Is there a story to this film? Of course. But, really, what does it matter? Unlike the previous 2009 origins film Abrams and Co., apparently, decided, to simply fool around with Star Trek Into Darkness and make the storyline second to the special effects, whereas the 2009 film seemed to be an almost perfect blending of the varied elements of a modern science fiction film including, even, the hero’s journey motif. Keep in mind Abrams has said, even recently on The Daily Show with John Stewart while he was promoting Star Trek Into Darkness, that he never liked Star Trek and thought it was “too philosophical.” He always preferred Star Wars.

That does certainly beg the question as to whether or not someone who does not like Star Trek should direct it. Abrams was given a pass in 2009 for creating a fine film. The same can’t be said for Star Trek Into Darkness.

There’s been some criticism against Star Trek fandom objecting to Star Trek Into Darkness — my own criticisms range from the completely derivative use of Khan as a villain to verbatim and almost verbatim quotes from the science fiction classic Star Trek II: The Wrath of Khan being used. And while the reversal-of-death-death scene in the film evokes emotion, it is soon destroyed when Spock screams out “Khaaaaaaaaaaaaaaan!” — well known as a classic Shatner-as-Kirk line that could never truly be recreated.

Star Trek (2009) demonstrated that the new cast is up to the challenge. However, in this latest incarnation some of the key characters, namely Kirk, seem to have regressed emotionally to the point where they don’t seem to be fit to crew the Enterprise. There is a general sense of dysfunction in some of the key relationships of the characters in the film, the script, the directing and thus the acting lacks the depth and engagement of the 2009 film (which leads me to believe there’s something missing from the directing — perhaps, in this case, it is interest on the part of the director). Finally, the whole thing becomes almost some kind of adolescent fantasy. Not that there’s anything wrong with adolescent fantasy. It’s the stuff that dreams are made of — and, apparently, the stuff that Star Trek Into Darkness is made of.

So, yes, Star Trek needs some defending from, well, Star Trek. The Star Trek franchise is nearing its 50th anniversary. To criticize fans of the original versions of the show and films merely as nerdy, nitpicking fanboys is incredibly superficial. Let’s not forget, it was the fans who in an incredible letter writing campaign saved Star Trek from being cancelled in its second season in the 1960s.
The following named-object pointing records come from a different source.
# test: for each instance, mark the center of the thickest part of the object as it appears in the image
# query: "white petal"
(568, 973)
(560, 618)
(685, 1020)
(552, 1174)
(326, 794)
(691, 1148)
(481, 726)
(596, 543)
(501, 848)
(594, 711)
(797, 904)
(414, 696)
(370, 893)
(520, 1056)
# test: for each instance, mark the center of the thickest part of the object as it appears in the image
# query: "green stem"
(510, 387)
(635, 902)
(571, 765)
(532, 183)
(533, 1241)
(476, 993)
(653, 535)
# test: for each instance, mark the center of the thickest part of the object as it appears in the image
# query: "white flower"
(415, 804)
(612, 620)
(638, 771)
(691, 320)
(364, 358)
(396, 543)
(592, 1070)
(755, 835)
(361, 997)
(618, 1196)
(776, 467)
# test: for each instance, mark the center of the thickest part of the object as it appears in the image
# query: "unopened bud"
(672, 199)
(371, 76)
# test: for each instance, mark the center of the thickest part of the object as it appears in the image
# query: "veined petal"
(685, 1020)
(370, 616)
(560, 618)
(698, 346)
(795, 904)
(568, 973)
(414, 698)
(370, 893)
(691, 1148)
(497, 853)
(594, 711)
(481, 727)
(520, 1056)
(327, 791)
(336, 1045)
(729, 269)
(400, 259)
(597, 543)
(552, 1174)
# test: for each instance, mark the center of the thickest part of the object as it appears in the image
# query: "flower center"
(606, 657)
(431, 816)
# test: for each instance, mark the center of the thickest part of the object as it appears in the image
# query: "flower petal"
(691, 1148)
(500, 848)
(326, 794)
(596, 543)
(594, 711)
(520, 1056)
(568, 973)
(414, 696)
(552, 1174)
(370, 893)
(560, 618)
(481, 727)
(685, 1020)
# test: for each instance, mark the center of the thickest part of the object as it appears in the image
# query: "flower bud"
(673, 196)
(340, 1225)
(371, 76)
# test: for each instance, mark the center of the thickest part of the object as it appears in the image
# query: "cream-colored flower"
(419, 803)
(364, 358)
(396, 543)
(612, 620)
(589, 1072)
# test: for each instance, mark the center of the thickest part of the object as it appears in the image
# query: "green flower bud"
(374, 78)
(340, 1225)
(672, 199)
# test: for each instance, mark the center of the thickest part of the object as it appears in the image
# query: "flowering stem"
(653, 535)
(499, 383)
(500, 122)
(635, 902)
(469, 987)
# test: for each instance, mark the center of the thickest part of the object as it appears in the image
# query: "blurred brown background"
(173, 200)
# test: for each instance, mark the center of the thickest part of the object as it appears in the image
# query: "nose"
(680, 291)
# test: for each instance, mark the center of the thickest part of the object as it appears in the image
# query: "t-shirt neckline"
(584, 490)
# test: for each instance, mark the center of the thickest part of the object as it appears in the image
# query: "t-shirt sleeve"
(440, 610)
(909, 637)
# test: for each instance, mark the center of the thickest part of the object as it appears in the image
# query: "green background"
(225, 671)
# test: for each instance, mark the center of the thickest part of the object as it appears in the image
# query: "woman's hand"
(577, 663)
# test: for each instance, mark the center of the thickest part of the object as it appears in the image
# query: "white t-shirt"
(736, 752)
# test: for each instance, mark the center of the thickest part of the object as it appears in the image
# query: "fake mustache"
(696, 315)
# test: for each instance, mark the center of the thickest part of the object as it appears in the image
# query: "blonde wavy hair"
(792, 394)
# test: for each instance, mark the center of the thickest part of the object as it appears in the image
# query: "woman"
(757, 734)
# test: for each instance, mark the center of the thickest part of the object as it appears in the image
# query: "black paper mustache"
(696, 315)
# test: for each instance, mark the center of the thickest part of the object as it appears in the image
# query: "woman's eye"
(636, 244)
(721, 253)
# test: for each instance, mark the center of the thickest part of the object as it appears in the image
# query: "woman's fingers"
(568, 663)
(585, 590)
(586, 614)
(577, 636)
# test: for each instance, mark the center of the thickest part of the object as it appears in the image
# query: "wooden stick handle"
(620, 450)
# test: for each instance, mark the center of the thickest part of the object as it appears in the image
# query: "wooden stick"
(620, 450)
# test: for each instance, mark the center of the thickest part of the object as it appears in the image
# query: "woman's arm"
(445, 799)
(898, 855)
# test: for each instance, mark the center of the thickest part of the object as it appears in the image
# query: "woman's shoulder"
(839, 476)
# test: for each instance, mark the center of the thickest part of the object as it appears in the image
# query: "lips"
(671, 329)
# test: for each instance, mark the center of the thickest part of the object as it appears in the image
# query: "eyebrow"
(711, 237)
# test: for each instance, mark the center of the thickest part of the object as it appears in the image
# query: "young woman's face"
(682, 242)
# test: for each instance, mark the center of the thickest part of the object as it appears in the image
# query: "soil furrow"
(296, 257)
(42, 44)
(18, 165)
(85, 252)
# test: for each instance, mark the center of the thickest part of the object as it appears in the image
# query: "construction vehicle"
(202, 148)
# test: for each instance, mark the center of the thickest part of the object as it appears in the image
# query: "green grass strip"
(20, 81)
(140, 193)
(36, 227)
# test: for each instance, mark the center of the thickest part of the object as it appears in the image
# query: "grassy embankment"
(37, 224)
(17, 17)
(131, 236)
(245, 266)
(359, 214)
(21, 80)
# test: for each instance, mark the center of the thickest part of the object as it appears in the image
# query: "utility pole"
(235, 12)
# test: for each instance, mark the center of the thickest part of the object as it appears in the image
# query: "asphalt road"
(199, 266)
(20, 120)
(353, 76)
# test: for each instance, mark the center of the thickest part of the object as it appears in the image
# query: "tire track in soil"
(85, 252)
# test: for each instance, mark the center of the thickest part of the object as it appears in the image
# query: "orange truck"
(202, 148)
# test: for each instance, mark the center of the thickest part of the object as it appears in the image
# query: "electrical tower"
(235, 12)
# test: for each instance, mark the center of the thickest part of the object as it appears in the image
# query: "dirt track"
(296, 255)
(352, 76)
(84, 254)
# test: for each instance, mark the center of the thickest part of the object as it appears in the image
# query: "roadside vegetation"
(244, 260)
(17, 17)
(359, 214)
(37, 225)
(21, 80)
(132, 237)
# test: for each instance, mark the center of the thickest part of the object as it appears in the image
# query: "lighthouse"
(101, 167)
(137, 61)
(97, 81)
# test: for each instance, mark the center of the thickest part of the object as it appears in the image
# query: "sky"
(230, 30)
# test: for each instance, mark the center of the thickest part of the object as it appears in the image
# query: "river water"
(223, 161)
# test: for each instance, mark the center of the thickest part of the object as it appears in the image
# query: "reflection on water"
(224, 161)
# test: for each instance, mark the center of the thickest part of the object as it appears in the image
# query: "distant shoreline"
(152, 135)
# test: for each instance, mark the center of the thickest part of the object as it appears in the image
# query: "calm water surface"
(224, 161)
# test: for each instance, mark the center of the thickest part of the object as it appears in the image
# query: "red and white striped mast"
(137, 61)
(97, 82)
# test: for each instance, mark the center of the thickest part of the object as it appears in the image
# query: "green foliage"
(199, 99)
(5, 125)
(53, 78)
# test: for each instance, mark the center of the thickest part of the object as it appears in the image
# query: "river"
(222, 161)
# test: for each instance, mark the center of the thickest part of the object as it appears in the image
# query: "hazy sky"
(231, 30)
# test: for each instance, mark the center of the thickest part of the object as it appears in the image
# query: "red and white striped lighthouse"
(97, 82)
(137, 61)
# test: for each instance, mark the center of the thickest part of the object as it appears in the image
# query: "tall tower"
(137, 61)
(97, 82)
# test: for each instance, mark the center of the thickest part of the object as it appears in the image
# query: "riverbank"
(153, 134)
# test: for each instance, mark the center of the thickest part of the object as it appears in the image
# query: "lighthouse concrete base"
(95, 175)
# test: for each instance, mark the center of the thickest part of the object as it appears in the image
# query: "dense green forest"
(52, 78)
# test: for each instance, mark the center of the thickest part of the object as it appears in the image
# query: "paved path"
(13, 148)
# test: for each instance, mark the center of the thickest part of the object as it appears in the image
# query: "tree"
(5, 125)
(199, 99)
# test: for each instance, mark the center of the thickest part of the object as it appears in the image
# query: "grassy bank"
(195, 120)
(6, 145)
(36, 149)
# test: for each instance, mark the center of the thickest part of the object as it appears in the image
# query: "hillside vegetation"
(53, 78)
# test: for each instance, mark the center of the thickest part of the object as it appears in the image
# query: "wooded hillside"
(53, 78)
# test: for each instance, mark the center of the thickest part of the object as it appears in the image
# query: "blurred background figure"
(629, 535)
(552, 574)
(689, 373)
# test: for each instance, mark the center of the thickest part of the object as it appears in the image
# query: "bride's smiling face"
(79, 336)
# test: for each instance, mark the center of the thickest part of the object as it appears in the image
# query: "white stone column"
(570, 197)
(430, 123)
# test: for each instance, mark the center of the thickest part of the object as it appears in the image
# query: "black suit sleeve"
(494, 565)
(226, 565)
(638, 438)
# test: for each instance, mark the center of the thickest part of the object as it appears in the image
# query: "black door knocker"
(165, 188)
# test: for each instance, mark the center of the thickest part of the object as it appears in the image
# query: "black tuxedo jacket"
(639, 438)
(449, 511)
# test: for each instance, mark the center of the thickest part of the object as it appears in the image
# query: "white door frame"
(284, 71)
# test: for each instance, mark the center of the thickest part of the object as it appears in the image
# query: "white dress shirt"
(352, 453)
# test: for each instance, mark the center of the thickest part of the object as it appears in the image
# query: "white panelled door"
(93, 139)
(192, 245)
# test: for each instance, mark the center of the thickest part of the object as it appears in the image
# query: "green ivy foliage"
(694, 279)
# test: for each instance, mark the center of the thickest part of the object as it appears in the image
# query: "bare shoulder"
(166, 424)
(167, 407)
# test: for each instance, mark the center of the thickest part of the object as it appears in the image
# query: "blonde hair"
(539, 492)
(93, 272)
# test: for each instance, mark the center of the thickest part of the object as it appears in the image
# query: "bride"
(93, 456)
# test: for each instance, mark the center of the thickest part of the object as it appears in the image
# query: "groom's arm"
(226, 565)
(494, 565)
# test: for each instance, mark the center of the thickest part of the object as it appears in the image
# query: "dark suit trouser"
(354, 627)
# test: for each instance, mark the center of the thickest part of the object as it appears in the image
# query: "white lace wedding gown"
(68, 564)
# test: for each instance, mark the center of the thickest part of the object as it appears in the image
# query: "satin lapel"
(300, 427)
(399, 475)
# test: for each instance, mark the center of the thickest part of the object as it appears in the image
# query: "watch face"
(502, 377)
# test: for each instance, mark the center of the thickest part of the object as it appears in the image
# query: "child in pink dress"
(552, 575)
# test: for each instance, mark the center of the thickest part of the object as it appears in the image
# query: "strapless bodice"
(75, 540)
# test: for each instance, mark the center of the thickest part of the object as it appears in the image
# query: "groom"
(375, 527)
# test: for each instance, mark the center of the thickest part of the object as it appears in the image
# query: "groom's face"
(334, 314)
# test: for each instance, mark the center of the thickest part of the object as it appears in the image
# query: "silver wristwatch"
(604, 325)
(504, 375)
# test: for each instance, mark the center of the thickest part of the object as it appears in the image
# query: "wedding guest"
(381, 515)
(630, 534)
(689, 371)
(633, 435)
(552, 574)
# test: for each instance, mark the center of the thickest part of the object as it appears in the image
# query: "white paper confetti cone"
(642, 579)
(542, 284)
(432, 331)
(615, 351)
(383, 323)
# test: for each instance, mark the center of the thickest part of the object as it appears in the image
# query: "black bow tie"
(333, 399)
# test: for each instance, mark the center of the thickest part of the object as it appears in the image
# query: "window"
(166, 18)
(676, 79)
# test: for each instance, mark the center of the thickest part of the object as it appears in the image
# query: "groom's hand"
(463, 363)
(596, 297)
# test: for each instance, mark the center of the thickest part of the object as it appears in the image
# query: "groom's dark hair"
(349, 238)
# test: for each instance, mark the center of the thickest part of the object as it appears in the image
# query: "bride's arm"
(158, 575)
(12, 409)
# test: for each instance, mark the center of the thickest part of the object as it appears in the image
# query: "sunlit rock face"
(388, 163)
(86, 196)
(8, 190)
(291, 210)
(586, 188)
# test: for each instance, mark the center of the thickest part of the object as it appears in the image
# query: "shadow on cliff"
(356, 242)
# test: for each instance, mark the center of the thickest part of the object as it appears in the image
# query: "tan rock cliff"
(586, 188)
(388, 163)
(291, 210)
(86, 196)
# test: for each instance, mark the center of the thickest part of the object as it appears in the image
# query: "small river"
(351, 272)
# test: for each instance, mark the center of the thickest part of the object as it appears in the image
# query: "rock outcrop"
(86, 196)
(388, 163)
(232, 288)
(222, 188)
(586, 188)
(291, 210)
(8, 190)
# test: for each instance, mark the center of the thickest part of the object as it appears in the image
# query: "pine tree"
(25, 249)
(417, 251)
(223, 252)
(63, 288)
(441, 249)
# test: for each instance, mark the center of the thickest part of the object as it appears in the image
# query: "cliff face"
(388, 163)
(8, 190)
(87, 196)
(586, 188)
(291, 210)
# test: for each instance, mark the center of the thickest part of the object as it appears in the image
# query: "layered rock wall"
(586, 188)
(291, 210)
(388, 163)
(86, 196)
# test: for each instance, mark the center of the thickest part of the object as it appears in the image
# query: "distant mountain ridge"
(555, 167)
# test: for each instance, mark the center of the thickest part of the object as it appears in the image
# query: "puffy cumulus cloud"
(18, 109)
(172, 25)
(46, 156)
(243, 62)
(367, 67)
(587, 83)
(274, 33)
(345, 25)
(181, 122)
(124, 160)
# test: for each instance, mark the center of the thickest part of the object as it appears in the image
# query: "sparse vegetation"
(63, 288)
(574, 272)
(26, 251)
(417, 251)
It was the growing popularity of the show in re-runs, along with fan run conventions, that gave rise to the feature film franchise, then Star Trek: The Next Generation and all the other shows. Fans also gave rise to J.J. Abrams Star Trek (2009). No fans, no franchise. So, when it comes to Star Trek, the fans, actually, do matter.

J.J. Abrams said in the same interview that Star Trek Into Darkness was not a film just made for the fans but that it was made for anyone to see — even people who had not seen Star Trek before. That’s certainly not an approach that can be objected to because in Star Trek everyone has always been welcome. It’s also not a bad approach especially when the goal of filmmaking in Hollywood is to make as much money as possible. It’s a business. Movies are a commodity. The latest film, however, borders on caricature much more than it does on being a film that either fans or general viewers will enjoy.

No doubt the film will be an incredible success over the course of the summer. But that still leaves the question: Should it be? Or has Star Trek finally been transformed into a film franchise whose components have been so successfully milked by a director who knows how to make crowd pleasing films that it has lost what made it Star Trek to begin with — the humanistic, philosophical kind of science fiction that was about something more than just a good vs. evil adventure.

Message to J.J. Abrams: There’s a difference between a Trek and a War.

And now that Abrams if off to direct Star Wars VII I’ve only got one more thing to say: Get Baz Luhrmann on the phone — somebody new needs to screw up Star Trek.